Wiki will say that yes, its anthropomorphizing moe characters, but still, I've only ever seen it used in cosplay communities, refering to the desgn which is just an "easier" way to cosplay pokemon, or non human creatures in general.


----------



## Kellie Gator (Jun 13, 2010)

Harebelle said:


> I've had just about enough of your hate crimes.

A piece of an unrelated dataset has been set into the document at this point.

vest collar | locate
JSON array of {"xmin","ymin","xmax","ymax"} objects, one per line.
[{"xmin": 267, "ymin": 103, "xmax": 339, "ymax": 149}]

I can't help it, that's just how I was raised! :V



Jelly said:


> but kellie-chan, you are so kawaii =^3^=


I NEED AN ADULT! D: 


Felicia Mertallis said:


> and nothing of value was lost.


 NO U


----------



## Verin Asper (Jun 13, 2010)

Kellie Gator said:


> I NEED AN ADULT! D:


 you are on a furry forum, the correct one to use is "I NEED A LAWYER" due to how happy furs seem to want to sue each other :V


----------



## Willow (Jun 13, 2010)

Crysix Fousen said:


> you are on a furry forum, the correct one to use is "I NEED A LAWYER" due to how happy furs seem to want to sue each other :V


 I'm a lawyer


----------



## Verin Asper (Jun 13, 2010)

WillowWulf said:


> I'm a lawyer


 I would like to sue every zoophile that is a furry :V


----------



## Kellie Gator (Jun 13, 2010)

Crysix Fousen said:


> I would like to sue every zoophile that is a furry :V


 Good luck suing the whole fandom!


----------



## Verin Asper (Jun 13, 2010)

Kellie Gator said:


> Good luck suing the whole fandom!


thats right cause it seems about 60% of furs dont have money at all :V


----------



## Tao (Jun 13, 2010)

No, it's just kawaii nekos uguuu.


----------



## Zydala (Jun 13, 2010)

would I count as kemonomimi? I mean I like the whole human hybrid things to various degrees but if it's mostly just referring to catgirls and gijinka then I couldn't really care less about them. They're not very interesting lol


----------



## Kellie Gator (Jun 13, 2010)

Crysix Fousen said:


> thats right cause it seems about 60% of furs dont have money at all :V


 And yet they always manage to commission porn for thousands of collars.


----------



## Ames (Jun 13, 2010)

I think that they're just plain fucking weird.


----------



## Slyck (Jun 13, 2010)

Japan has the penii nipples that go poo.

America doesn't.

I'm not much of a weeaboo myself but whatever.


----------